El continente americano vuelve a captar la atención del mundo. Hay dos rostros y un fenómeno común que viene suscitando dicho interés. Uno está en el norte. Es Donald Trump. El otro en el sur: Nicolás Maduro. Y una relación que, aunque no la reconozcan ninguno de los dos, los vincula estrechamente: su estirpe autoritaria, la cual se manifiesta en el desprecio que ambos tienen por una de las características de la democracia: las elecciones.
Empecemos por nuestra región.
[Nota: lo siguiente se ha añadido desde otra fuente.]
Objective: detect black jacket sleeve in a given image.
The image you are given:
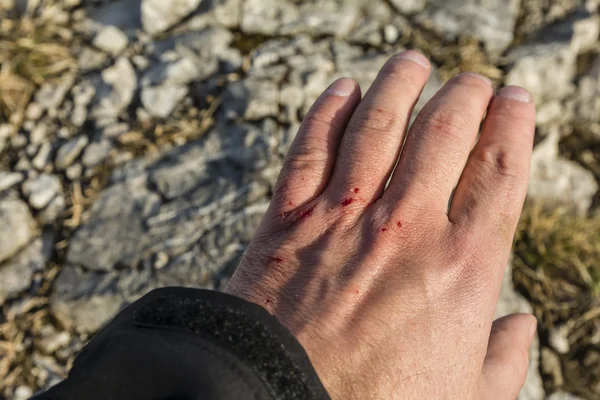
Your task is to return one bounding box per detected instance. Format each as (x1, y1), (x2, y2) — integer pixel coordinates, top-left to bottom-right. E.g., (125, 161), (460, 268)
(33, 287), (331, 400)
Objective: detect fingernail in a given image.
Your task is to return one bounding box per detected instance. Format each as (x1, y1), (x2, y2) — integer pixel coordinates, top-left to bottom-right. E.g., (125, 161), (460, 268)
(395, 50), (430, 69)
(529, 320), (538, 341)
(328, 78), (357, 96)
(497, 86), (533, 103)
(461, 72), (493, 87)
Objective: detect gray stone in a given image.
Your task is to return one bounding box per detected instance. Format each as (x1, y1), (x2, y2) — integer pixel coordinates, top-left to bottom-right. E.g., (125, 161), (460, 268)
(280, 2), (358, 38)
(0, 200), (35, 264)
(84, 0), (142, 35)
(66, 164), (83, 181)
(93, 25), (129, 55)
(30, 123), (48, 144)
(348, 19), (383, 46)
(82, 140), (112, 168)
(39, 195), (65, 225)
(78, 46), (108, 73)
(35, 76), (75, 112)
(141, 84), (189, 119)
(529, 132), (598, 214)
(0, 235), (54, 305)
(222, 78), (279, 120)
(418, 0), (520, 58)
(141, 0), (202, 35)
(389, 0), (426, 15)
(0, 172), (24, 192)
(505, 42), (576, 105)
(91, 58), (137, 121)
(495, 265), (545, 400)
(241, 0), (298, 35)
(142, 28), (236, 87)
(22, 174), (62, 210)
(32, 142), (53, 171)
(25, 102), (44, 121)
(56, 136), (89, 170)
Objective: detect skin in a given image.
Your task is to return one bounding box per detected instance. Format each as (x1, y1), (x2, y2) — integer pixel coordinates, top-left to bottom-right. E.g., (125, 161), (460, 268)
(225, 50), (537, 400)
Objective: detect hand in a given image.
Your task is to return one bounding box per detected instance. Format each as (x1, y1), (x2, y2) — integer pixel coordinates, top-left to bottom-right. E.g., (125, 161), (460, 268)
(225, 50), (537, 400)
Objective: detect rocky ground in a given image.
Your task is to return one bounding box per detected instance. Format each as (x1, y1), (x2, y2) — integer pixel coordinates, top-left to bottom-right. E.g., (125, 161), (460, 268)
(0, 0), (600, 398)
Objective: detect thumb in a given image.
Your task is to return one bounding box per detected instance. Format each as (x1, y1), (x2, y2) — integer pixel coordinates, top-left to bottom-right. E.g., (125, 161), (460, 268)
(479, 313), (538, 400)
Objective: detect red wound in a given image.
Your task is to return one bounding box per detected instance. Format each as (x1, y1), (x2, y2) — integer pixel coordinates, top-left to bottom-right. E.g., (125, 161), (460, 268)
(270, 256), (284, 263)
(397, 221), (403, 228)
(355, 290), (359, 294)
(341, 198), (355, 207)
(353, 188), (360, 194)
(381, 227), (388, 232)
(265, 299), (272, 304)
(300, 207), (314, 218)
(288, 201), (294, 206)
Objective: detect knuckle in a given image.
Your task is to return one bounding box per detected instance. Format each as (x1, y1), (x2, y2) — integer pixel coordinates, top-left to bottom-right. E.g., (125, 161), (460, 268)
(302, 113), (345, 137)
(474, 148), (527, 181)
(348, 107), (406, 135)
(416, 107), (468, 141)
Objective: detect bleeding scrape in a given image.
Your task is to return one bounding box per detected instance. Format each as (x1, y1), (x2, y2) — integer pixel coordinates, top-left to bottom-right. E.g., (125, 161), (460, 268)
(270, 256), (284, 263)
(341, 198), (355, 207)
(381, 227), (388, 232)
(353, 188), (360, 194)
(300, 207), (314, 218)
(397, 221), (403, 228)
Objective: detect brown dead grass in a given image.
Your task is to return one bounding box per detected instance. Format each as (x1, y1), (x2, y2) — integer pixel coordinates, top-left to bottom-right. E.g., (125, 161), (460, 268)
(514, 202), (600, 398)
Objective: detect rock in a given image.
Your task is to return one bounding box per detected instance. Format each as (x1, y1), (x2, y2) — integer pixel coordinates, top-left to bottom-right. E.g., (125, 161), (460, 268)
(348, 19), (383, 46)
(82, 140), (112, 168)
(549, 324), (571, 355)
(389, 0), (426, 15)
(0, 172), (24, 192)
(66, 164), (83, 181)
(92, 25), (129, 55)
(417, 0), (520, 58)
(55, 122), (274, 332)
(55, 136), (89, 170)
(505, 8), (598, 105)
(32, 142), (53, 171)
(495, 265), (545, 400)
(91, 58), (137, 122)
(141, 84), (189, 119)
(142, 28), (236, 87)
(13, 386), (33, 400)
(25, 102), (44, 121)
(222, 78), (279, 120)
(141, 0), (202, 35)
(35, 76), (75, 112)
(505, 43), (575, 105)
(0, 200), (35, 264)
(39, 195), (66, 225)
(78, 46), (108, 72)
(22, 174), (63, 210)
(280, 2), (358, 38)
(529, 132), (598, 214)
(0, 235), (54, 305)
(30, 123), (48, 144)
(241, 0), (298, 35)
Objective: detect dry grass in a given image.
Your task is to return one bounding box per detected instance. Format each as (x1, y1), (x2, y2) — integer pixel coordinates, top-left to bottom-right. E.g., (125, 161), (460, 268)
(0, 10), (75, 128)
(514, 202), (600, 398)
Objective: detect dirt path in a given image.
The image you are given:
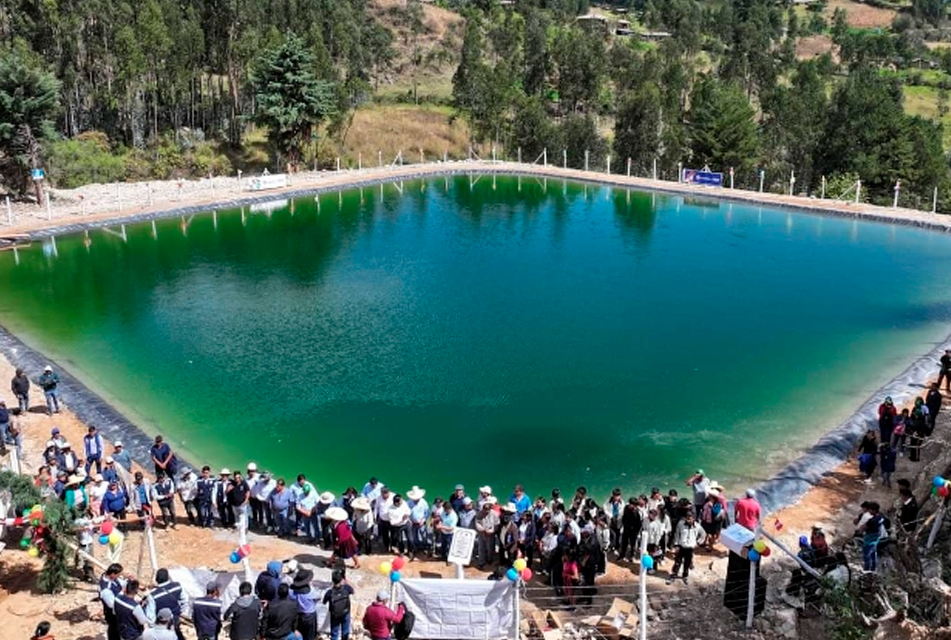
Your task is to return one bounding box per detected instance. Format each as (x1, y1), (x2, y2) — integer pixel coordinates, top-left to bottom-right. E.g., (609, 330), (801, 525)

Nicolás Maduro acaba de cometer uno de los actos más aberrantes contra el sistema democrático: vulnerar, groseramente, la voluntad popular. Todos sabemos del fraude que se ha llevado a cabo en las elecciones realizadas en Venezuela este pasado domingo 28 de julio. Una inobjetable derrota, Maduro la está pretendiendo convertir en una victoria. Efectivamente, finalizado el acto electoral y a pesar de no haberse procesado todas las actas de sufragio, Maduro se proclamó ganador y, por ello, quiere seguir siendo el presidente de Venezuela. No obstante, la oposición democrática ha exhibido ante el mundo los resultados de la elección que demuestran su incuestionable victoria. El fin de la dictadura chavista entonces está próximo a hacerse realidad, tarde o temprano.
Ante esta anómala situación, los gobiernos de la región y otras partes del mundo, han coincidido en exigir a las autoridades venezolanas transparentar los resultados y exhibir las actas de sufragio. La gente se ha volcado a las calles pidiendo que se respete la voluntad ciudadana.
El régimen venezolano ha adoptado otra aberrante decisión: enfrentar violentamente a su pueblo y reprimirlo hasta doblegarlo para que acepte que Maduro sigue siendo presidente, y con ello hacer realidad la amenaza de que “en Venezuela correrán ríos de sangre”. La estirpe autoritaria de Maduro es elocuente.
Vayamos al norte. Donald Trump ha sido sorprendido por los acontecimientos, como ocurre a veces. Resulta que en un acto que lo enaltece, el presidente de Estados Unidos, Joe Biden, ha renunciado a su candidatura y por ello ha desistido de tentar su reelección. Su avanzada edad –82 años– y su estado de salud, persuadieron a Biden que debía apartarse de la contienda. Así lo hizo, para sorpresa de muchos, y especialmente de Trump, quien confiaba tener a Biden nuevamente como su contendor y ganarle esta vez, sin necesidad de intentar revertir los resultados de la elección, como lo hizo en la oportunidad anterior, incitando al ataque de sus seguidores al Capitolio (de allí su estirpe autoritaria).
Ahora Donald Trump tendrá que enfrentar una situación electoral radicalmente distinta. Y es que el partido demócrata ha optado por Kamala Harris, la actual vicepresidenta, quien deberá ser oficialmente ungida como tal en la próxima convención nacional.
La contienda electoral en Estados Unidos, entre Donald Trump, blanco, supremacista, homofóbico, racista, y Kamala Harris, mujer, de raza negra, hija de inmigrantes, demócrata, será, sin duda, de antología. No solo por lo que cada uno representa, sino por lo que cada uno diga y cómo lo diga.